The Turkish floating plants next to the Tallapiedra plant, in Havana, this Friday. (14ymedio)

14ymedio bigger14ymedio, Juan Diego Rodríguez,  Havana | 9 December 2022 — Three floating plants of the Turkish company Karpowership can be seen these days in the vicinity of the Otto Parellada power plant, known as Tallapiedra, in Havana. Of them, only two, the one that arrived on November 15 and one more, seem to be working, connected to the thermoelectric plant through which the ship transports the electricity they produce (110 megawatts each).

The other, a short distance from these, and smaller (with a generation capacity of 15 MW), has stopped working this Friday.

Belonging to Karadeniz Holding, the power stations of this type, of which there are seven in Cuba, according to the official press, distributed between the port of Mariel and Havana – are, the authorities pointed out, “part of the strategy to gradually increase generation and move the country away from the effects of energy deficits.”

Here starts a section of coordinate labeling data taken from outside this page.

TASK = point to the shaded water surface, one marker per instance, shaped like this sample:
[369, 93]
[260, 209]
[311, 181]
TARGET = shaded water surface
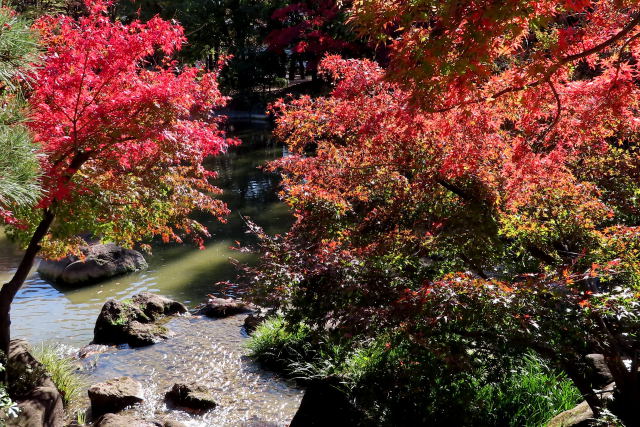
[210, 351]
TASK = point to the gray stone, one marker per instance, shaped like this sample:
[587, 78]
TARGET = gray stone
[98, 262]
[115, 420]
[92, 350]
[143, 334]
[114, 395]
[155, 306]
[221, 307]
[580, 416]
[252, 321]
[191, 396]
[599, 373]
[41, 405]
[132, 321]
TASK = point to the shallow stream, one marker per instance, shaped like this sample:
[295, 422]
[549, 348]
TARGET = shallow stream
[210, 351]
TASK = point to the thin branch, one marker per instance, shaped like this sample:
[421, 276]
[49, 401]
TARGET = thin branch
[556, 119]
[552, 69]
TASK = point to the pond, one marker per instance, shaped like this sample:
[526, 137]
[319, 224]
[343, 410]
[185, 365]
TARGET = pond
[210, 351]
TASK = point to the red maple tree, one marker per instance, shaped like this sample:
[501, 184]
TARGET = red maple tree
[484, 186]
[124, 130]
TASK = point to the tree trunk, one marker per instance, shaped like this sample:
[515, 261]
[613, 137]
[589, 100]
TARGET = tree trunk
[11, 288]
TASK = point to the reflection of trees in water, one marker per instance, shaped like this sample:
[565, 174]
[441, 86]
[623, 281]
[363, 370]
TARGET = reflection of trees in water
[239, 172]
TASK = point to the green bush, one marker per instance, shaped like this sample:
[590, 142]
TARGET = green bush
[62, 371]
[532, 395]
[8, 409]
[398, 383]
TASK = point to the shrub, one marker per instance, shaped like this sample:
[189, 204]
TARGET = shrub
[398, 383]
[62, 371]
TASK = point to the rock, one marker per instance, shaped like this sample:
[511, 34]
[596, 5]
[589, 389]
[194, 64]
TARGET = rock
[114, 395]
[99, 262]
[40, 404]
[114, 420]
[92, 350]
[191, 396]
[221, 307]
[131, 321]
[143, 334]
[599, 373]
[580, 416]
[155, 306]
[324, 405]
[252, 321]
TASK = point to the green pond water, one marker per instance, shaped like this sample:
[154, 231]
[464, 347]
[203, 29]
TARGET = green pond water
[208, 351]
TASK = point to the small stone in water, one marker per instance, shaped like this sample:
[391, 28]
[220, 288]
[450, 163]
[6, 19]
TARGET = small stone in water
[192, 396]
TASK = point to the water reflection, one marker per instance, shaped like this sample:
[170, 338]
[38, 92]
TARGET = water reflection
[43, 311]
[209, 351]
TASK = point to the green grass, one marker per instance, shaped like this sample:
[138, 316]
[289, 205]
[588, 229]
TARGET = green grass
[63, 373]
[400, 385]
[532, 395]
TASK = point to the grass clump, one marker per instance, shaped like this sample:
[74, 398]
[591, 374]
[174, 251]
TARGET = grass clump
[63, 373]
[531, 395]
[399, 383]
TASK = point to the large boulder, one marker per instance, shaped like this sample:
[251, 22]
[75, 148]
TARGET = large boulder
[581, 415]
[324, 404]
[132, 321]
[598, 372]
[252, 321]
[155, 306]
[40, 402]
[190, 396]
[116, 420]
[98, 262]
[224, 307]
[114, 395]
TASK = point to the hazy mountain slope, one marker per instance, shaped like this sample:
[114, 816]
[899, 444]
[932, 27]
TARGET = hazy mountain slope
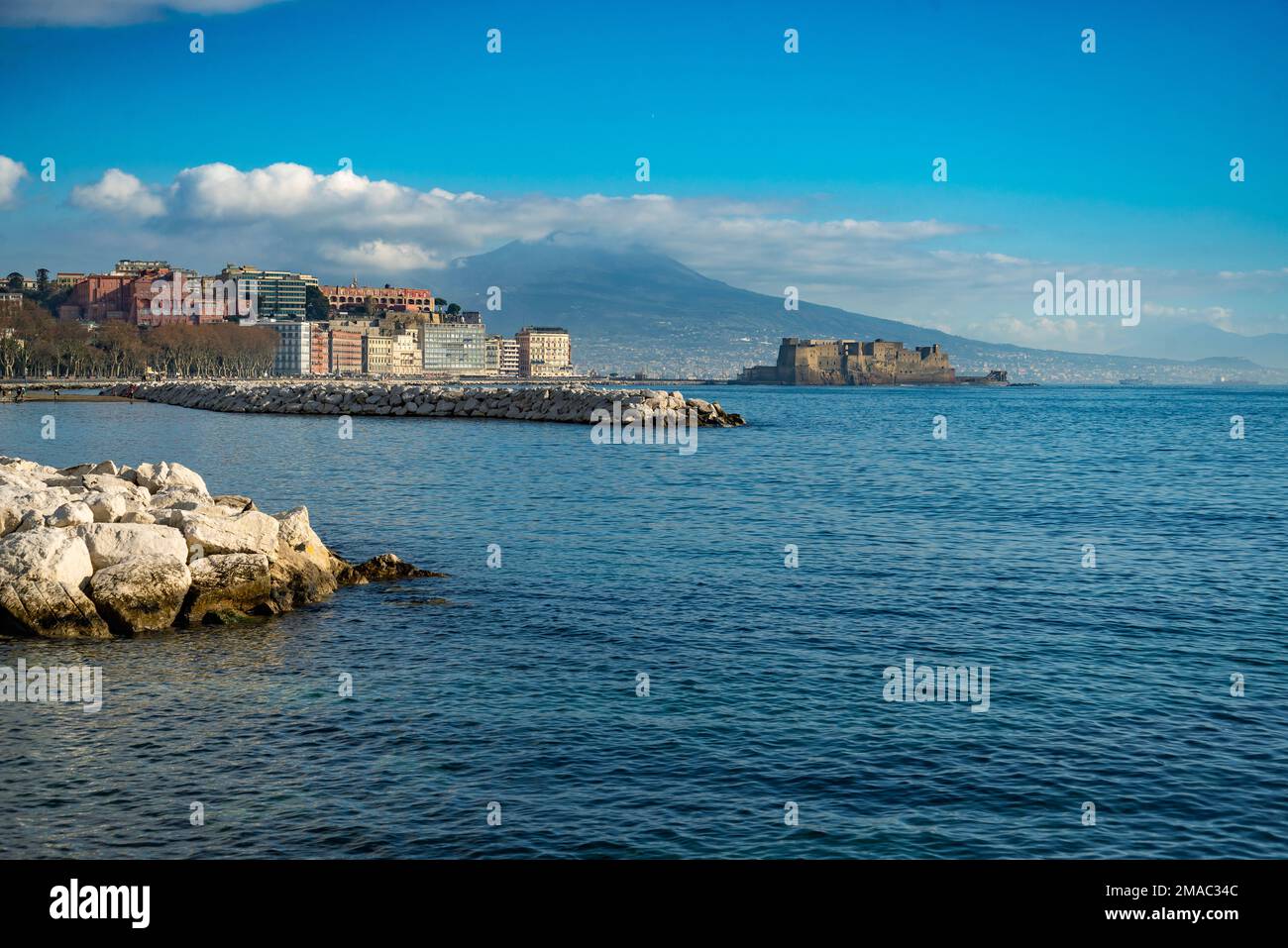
[1179, 340]
[630, 308]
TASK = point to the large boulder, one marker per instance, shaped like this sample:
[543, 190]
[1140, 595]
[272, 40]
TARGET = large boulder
[46, 553]
[72, 514]
[115, 543]
[248, 532]
[158, 476]
[104, 483]
[53, 609]
[17, 502]
[141, 595]
[227, 586]
[101, 468]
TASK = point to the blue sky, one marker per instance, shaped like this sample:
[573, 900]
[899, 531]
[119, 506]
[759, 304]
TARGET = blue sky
[1107, 165]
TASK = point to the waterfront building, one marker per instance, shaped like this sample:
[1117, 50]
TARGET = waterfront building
[454, 348]
[404, 355]
[544, 351]
[278, 294]
[851, 363]
[346, 348]
[320, 350]
[294, 347]
[377, 353]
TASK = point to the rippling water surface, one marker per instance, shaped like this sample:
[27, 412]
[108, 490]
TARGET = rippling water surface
[1108, 685]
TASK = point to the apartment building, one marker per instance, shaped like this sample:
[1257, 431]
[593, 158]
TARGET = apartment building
[454, 348]
[278, 294]
[377, 353]
[544, 351]
[292, 356]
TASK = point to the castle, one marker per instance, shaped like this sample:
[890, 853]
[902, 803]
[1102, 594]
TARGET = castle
[849, 363]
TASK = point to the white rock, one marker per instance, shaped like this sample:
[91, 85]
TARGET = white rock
[47, 553]
[158, 476]
[71, 515]
[115, 543]
[246, 532]
[297, 535]
[142, 594]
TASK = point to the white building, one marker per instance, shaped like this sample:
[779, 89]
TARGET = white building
[292, 346]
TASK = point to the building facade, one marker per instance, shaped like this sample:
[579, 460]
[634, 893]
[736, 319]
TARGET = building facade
[346, 348]
[377, 353]
[277, 294]
[395, 298]
[292, 356]
[851, 363]
[544, 351]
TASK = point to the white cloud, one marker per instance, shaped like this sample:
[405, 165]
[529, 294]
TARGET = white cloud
[112, 12]
[290, 215]
[384, 257]
[11, 172]
[117, 192]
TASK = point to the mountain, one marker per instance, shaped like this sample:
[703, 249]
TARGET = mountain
[630, 308]
[1194, 340]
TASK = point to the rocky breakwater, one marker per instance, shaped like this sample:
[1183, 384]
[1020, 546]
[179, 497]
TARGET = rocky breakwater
[567, 403]
[97, 552]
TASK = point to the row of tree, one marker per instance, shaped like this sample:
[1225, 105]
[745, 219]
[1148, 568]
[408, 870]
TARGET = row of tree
[37, 346]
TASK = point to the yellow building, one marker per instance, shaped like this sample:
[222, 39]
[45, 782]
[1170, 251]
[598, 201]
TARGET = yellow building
[376, 353]
[544, 351]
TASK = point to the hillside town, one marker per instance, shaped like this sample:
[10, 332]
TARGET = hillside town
[150, 318]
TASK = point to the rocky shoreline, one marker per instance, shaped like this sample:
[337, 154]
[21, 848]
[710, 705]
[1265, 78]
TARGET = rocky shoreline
[99, 550]
[566, 403]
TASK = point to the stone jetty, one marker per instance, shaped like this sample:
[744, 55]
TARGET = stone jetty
[99, 550]
[567, 403]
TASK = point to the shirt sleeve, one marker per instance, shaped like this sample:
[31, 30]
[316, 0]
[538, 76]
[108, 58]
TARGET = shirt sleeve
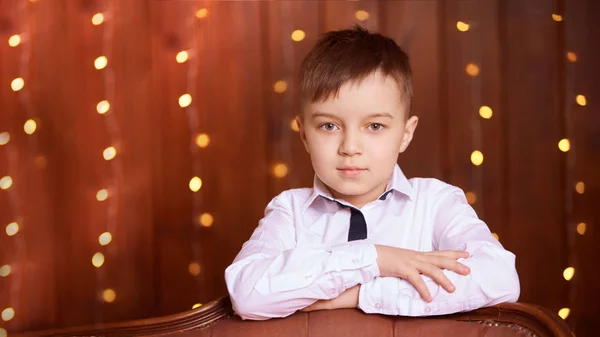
[273, 277]
[493, 278]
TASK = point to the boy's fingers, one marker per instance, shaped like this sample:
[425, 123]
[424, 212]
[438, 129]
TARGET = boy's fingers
[438, 276]
[417, 282]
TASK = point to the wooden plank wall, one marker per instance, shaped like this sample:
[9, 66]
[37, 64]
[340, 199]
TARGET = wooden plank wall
[162, 259]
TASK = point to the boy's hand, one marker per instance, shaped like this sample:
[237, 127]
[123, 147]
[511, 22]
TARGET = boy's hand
[347, 299]
[409, 265]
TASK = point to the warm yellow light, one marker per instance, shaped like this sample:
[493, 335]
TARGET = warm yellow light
[471, 197]
[17, 84]
[580, 187]
[485, 112]
[564, 145]
[476, 157]
[194, 268]
[105, 238]
[581, 228]
[5, 182]
[8, 314]
[185, 100]
[568, 273]
[30, 126]
[202, 13]
[564, 313]
[98, 260]
[5, 270]
[462, 26]
[361, 15]
[102, 194]
[182, 56]
[4, 138]
[109, 295]
[109, 153]
[97, 19]
[294, 125]
[280, 170]
[14, 40]
[202, 140]
[100, 62]
[472, 69]
[206, 219]
[102, 107]
[280, 87]
[12, 229]
[298, 35]
[195, 184]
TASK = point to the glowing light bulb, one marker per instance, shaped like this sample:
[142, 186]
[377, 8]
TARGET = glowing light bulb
[14, 40]
[17, 84]
[100, 62]
[476, 157]
[185, 100]
[298, 35]
[462, 26]
[195, 184]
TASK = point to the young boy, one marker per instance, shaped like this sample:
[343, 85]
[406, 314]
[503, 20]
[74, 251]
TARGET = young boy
[364, 236]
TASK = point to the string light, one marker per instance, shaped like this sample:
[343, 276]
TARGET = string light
[462, 26]
[17, 84]
[198, 139]
[109, 196]
[22, 41]
[280, 87]
[280, 170]
[361, 15]
[14, 40]
[476, 158]
[298, 35]
[564, 145]
[97, 19]
[30, 126]
[4, 138]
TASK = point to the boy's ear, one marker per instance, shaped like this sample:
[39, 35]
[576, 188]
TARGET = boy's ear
[302, 131]
[409, 131]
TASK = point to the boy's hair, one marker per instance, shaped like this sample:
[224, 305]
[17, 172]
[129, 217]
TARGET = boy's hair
[350, 55]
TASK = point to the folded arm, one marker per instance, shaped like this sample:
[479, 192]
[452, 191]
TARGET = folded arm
[271, 277]
[493, 278]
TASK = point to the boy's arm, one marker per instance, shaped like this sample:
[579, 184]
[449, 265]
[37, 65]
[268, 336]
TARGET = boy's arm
[271, 277]
[493, 278]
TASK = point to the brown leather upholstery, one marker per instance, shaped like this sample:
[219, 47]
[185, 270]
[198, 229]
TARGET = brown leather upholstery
[216, 319]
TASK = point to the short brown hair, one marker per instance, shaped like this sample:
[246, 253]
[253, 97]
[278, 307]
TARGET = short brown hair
[351, 55]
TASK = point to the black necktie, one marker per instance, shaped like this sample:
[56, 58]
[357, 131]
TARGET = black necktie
[358, 225]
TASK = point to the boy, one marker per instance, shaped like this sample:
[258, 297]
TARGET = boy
[365, 236]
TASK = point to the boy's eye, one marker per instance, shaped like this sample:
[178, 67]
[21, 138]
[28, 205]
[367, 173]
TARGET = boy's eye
[328, 126]
[376, 126]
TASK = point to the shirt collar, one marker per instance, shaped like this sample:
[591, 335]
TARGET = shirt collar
[398, 182]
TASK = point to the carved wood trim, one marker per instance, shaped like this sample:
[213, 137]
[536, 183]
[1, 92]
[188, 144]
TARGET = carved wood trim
[535, 319]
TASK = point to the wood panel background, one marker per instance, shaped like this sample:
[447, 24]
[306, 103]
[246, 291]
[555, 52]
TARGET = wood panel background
[525, 189]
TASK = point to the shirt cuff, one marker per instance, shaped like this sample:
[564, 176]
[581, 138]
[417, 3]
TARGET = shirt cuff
[356, 263]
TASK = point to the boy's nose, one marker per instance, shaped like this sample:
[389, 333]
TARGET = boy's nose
[351, 144]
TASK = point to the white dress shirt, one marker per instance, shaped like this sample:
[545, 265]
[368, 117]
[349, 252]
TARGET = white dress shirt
[300, 253]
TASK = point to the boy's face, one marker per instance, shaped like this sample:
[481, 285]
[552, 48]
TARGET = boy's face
[354, 139]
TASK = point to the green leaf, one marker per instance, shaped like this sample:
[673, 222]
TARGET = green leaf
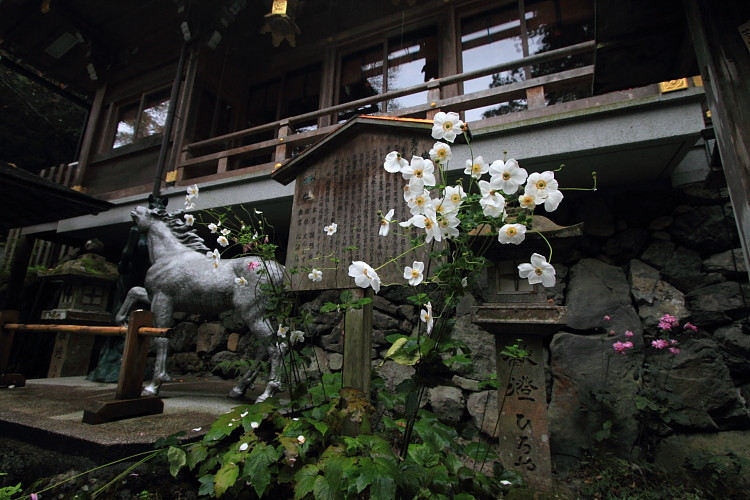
[305, 478]
[177, 459]
[197, 453]
[207, 486]
[478, 451]
[322, 490]
[256, 466]
[225, 478]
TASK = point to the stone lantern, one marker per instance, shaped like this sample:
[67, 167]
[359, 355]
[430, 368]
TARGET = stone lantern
[86, 285]
[519, 313]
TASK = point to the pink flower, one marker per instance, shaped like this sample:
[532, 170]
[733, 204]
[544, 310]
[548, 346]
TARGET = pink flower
[621, 347]
[660, 344]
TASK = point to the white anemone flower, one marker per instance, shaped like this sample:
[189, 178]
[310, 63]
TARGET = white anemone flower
[507, 176]
[541, 185]
[527, 201]
[428, 222]
[478, 168]
[552, 201]
[511, 233]
[394, 162]
[440, 153]
[414, 273]
[420, 202]
[364, 275]
[214, 257]
[316, 274]
[446, 126]
[539, 271]
[426, 316]
[448, 225]
[421, 169]
[491, 195]
[385, 223]
[454, 196]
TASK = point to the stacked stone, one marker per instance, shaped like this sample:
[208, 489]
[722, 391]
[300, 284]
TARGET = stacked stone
[644, 254]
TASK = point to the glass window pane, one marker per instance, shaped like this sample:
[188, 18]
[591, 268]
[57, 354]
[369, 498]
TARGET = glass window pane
[412, 59]
[154, 115]
[361, 76]
[125, 125]
[488, 39]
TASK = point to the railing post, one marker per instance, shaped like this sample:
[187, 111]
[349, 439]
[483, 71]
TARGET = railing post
[134, 355]
[128, 401]
[6, 342]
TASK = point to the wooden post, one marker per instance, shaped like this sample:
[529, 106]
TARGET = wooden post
[358, 343]
[6, 342]
[128, 401]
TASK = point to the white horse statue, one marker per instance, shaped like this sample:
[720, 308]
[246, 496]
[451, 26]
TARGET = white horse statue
[182, 278]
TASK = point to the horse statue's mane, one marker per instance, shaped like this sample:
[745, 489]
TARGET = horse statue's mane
[184, 233]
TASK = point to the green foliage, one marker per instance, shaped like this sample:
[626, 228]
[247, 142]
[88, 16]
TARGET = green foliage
[7, 492]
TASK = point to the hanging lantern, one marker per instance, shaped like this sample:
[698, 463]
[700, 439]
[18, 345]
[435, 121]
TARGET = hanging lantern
[280, 22]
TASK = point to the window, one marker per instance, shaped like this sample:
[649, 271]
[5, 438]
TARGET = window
[408, 60]
[142, 118]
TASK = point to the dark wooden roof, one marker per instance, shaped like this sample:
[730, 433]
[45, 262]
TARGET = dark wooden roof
[26, 200]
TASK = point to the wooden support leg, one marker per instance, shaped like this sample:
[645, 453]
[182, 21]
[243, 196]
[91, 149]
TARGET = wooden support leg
[128, 402]
[6, 342]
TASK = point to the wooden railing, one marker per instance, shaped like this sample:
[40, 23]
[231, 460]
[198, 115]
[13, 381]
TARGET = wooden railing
[218, 164]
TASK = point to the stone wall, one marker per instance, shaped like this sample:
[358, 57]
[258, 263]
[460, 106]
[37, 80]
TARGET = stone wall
[644, 254]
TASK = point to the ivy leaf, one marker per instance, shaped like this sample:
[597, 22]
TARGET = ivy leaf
[198, 453]
[256, 466]
[207, 486]
[177, 459]
[225, 478]
[305, 478]
[322, 490]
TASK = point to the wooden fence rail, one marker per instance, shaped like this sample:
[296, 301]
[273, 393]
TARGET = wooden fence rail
[127, 401]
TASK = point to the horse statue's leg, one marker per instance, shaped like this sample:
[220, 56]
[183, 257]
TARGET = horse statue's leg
[134, 295]
[246, 381]
[162, 308]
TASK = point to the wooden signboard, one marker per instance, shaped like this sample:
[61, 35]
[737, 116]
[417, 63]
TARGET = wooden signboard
[341, 180]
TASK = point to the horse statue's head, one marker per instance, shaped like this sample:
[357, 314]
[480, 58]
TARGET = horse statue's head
[147, 218]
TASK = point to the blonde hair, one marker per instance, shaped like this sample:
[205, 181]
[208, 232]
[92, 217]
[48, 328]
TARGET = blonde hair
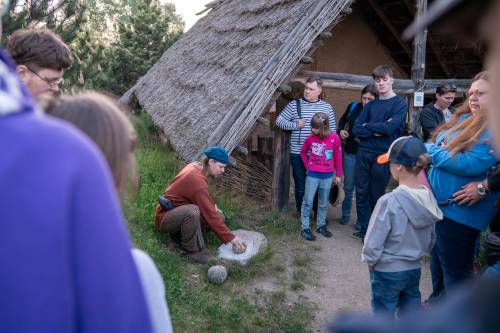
[320, 121]
[101, 119]
[470, 129]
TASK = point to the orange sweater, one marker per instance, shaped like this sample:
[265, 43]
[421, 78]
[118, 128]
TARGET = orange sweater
[190, 186]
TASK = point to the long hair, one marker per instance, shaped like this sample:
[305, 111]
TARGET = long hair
[101, 119]
[320, 121]
[470, 129]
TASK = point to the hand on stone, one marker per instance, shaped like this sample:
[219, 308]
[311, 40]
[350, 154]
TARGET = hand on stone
[238, 245]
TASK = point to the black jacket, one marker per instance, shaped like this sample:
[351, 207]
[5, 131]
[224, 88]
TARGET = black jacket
[346, 123]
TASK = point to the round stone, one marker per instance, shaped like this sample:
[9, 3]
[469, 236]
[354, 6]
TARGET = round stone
[217, 274]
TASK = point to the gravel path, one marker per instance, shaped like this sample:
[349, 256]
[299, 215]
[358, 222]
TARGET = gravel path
[342, 281]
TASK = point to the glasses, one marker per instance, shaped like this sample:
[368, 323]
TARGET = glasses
[477, 93]
[51, 83]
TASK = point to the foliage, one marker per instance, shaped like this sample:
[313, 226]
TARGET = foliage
[195, 304]
[142, 37]
[64, 17]
[113, 42]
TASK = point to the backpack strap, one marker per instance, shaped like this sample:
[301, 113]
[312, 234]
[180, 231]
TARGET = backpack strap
[299, 113]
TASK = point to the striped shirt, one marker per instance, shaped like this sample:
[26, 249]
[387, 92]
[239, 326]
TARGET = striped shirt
[287, 120]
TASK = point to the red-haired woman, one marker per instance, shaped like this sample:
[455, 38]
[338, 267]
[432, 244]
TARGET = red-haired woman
[461, 153]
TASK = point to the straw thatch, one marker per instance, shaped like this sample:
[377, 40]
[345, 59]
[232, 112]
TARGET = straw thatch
[211, 85]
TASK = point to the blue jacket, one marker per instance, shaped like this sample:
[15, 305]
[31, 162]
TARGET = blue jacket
[65, 254]
[380, 123]
[448, 174]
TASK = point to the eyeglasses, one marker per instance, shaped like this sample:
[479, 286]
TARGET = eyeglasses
[477, 93]
[52, 83]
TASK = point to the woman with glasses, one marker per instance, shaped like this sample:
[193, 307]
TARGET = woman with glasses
[461, 153]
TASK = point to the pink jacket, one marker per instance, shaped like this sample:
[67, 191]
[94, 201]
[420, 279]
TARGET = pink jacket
[323, 155]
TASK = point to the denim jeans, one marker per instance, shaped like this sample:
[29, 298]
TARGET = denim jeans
[299, 174]
[371, 182]
[299, 178]
[452, 256]
[323, 186]
[392, 290]
[349, 172]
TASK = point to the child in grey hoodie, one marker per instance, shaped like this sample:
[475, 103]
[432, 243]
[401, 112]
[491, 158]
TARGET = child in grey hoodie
[401, 230]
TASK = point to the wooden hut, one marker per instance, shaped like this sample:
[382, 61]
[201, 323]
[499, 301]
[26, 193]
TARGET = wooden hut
[226, 79]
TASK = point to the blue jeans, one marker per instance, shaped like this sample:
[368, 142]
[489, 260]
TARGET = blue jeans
[323, 186]
[299, 178]
[371, 182]
[392, 290]
[349, 172]
[452, 256]
[299, 174]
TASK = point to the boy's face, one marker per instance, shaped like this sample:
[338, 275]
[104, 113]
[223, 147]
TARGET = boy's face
[444, 101]
[394, 170]
[312, 91]
[384, 84]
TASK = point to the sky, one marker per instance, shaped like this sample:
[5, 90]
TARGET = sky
[187, 9]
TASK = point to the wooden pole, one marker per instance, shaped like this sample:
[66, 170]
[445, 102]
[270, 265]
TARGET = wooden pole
[418, 67]
[281, 163]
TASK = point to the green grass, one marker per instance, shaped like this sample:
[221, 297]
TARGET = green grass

Once all of them are synchronized with the National Electric System (SEN), they will only contribute a little more than 400 MW, a figure that is, in principle, insufficient to alleviate the energy deficit on the Island. However, one thing is certain: since the beginning of December, and according to the daily reports of the Cuban Electric Union (UNE), the “affects” on the service have been decreasing.

From the figures of December 1, when the UNE forecast a deficit of 1,054 MW and an affectation of 1,124 MW in peak hours, it has gone on to have no deficit this Friday.